Last week Chris returned to the property with his excavator and loader.
He made quick work of leveling out our fire pit area. Then he cut the cabin to outhouse trail from tight footpath into an ample road. That dirt was used to broaden the flat pad around the cabin. He enlarged turnaround and parking areas and removed problematic stumps. Root balls that had been upended in storms and treetops that had broken off—hazards and eyesores we’d not yet had the time to process—he hoisted from hillsides and placed in more advantageous positions. He knocked off a laundry list of odds and ends too major for a shovel and laughably minor for heavy equipment, and he did it in under three days for less than $4000.

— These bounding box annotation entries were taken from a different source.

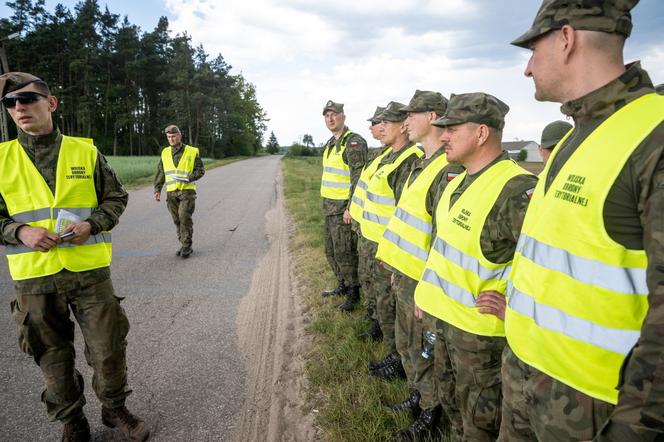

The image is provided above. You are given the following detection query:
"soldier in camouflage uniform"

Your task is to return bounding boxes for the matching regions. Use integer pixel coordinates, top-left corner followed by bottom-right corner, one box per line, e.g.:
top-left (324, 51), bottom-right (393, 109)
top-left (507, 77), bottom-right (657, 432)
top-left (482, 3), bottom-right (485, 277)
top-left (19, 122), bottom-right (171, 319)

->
top-left (0, 72), bottom-right (149, 441)
top-left (377, 90), bottom-right (463, 441)
top-left (322, 100), bottom-right (368, 311)
top-left (358, 101), bottom-right (421, 379)
top-left (415, 93), bottom-right (536, 442)
top-left (500, 0), bottom-right (664, 442)
top-left (538, 121), bottom-right (572, 164)
top-left (154, 124), bottom-right (205, 259)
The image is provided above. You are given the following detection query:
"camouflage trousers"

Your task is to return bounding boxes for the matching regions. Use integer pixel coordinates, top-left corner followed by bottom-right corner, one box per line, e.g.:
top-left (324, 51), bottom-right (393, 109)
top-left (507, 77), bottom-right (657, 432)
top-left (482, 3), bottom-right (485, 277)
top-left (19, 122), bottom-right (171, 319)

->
top-left (392, 272), bottom-right (438, 409)
top-left (499, 347), bottom-right (612, 442)
top-left (358, 236), bottom-right (397, 354)
top-left (11, 279), bottom-right (131, 423)
top-left (440, 321), bottom-right (507, 442)
top-left (166, 190), bottom-right (196, 247)
top-left (324, 214), bottom-right (360, 287)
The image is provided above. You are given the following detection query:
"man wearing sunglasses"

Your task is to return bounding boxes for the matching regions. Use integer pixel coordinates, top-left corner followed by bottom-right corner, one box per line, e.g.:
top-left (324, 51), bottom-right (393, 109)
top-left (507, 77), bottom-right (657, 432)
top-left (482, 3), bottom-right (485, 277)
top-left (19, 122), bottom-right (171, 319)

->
top-left (0, 72), bottom-right (149, 441)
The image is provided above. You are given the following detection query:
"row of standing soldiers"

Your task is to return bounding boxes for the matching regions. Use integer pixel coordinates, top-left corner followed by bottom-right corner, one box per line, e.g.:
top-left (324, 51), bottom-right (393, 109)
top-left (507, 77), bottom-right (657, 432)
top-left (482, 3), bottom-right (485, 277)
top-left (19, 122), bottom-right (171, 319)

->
top-left (321, 0), bottom-right (664, 442)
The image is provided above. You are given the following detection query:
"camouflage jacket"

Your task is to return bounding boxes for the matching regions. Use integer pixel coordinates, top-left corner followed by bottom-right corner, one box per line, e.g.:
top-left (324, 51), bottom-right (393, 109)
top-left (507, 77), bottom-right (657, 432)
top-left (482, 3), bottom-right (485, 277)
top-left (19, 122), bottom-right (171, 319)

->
top-left (0, 128), bottom-right (129, 294)
top-left (323, 127), bottom-right (369, 216)
top-left (434, 151), bottom-right (537, 264)
top-left (543, 62), bottom-right (664, 442)
top-left (154, 143), bottom-right (205, 194)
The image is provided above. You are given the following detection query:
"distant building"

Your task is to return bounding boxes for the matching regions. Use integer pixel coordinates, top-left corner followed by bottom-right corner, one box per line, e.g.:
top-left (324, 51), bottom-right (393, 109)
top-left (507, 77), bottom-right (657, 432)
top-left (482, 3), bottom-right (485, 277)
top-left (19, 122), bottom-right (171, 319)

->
top-left (503, 141), bottom-right (542, 163)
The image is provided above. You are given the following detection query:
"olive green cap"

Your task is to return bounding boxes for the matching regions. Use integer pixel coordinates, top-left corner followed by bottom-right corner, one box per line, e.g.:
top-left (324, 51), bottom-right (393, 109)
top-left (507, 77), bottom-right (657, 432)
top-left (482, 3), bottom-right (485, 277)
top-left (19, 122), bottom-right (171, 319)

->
top-left (380, 101), bottom-right (408, 123)
top-left (164, 124), bottom-right (180, 134)
top-left (0, 72), bottom-right (51, 98)
top-left (367, 106), bottom-right (385, 125)
top-left (540, 121), bottom-right (573, 149)
top-left (431, 92), bottom-right (510, 130)
top-left (511, 0), bottom-right (639, 49)
top-left (323, 100), bottom-right (344, 115)
top-left (402, 89), bottom-right (447, 115)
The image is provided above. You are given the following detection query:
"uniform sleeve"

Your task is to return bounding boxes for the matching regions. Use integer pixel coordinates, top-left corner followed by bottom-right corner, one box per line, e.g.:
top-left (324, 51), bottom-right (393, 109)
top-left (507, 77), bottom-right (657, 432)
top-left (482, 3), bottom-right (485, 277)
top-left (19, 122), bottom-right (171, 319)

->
top-left (86, 153), bottom-right (129, 235)
top-left (154, 157), bottom-right (166, 192)
top-left (595, 134), bottom-right (664, 442)
top-left (344, 134), bottom-right (369, 207)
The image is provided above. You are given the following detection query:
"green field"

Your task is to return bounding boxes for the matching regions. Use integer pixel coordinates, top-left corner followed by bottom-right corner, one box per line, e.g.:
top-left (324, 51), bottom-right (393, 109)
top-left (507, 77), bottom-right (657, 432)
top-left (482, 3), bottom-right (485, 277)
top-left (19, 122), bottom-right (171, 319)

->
top-left (283, 157), bottom-right (426, 442)
top-left (106, 156), bottom-right (248, 187)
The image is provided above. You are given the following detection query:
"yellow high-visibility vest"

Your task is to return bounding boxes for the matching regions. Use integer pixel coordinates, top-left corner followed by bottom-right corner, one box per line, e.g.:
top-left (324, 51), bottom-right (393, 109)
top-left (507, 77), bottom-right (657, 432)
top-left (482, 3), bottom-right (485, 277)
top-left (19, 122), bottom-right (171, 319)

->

It’s not as if we razed the entire plot to a site primed for condo development—all things considered these were relatively small changes. Yet these reasonable modifications make the place far more usable and comfortable, cost fairly little, and still somehow the notion evaded us for years as we settled into the new normal of a post-wildfire property. We were trapped in a rut of our own lack of imagination and unable to see how the land, and our relationship with using it, could attempt to evolve.


That’s the barrier of the unfamiliar and the stagnation of myopic thought—it takes a fresh vantage, or an instance of hands-on experience (and perhaps a refresher or two in the case of earth-moving equipment), to kick open the door and expand the scope of what feels possible—and maybe even a bit trivial with the right heavy equipment.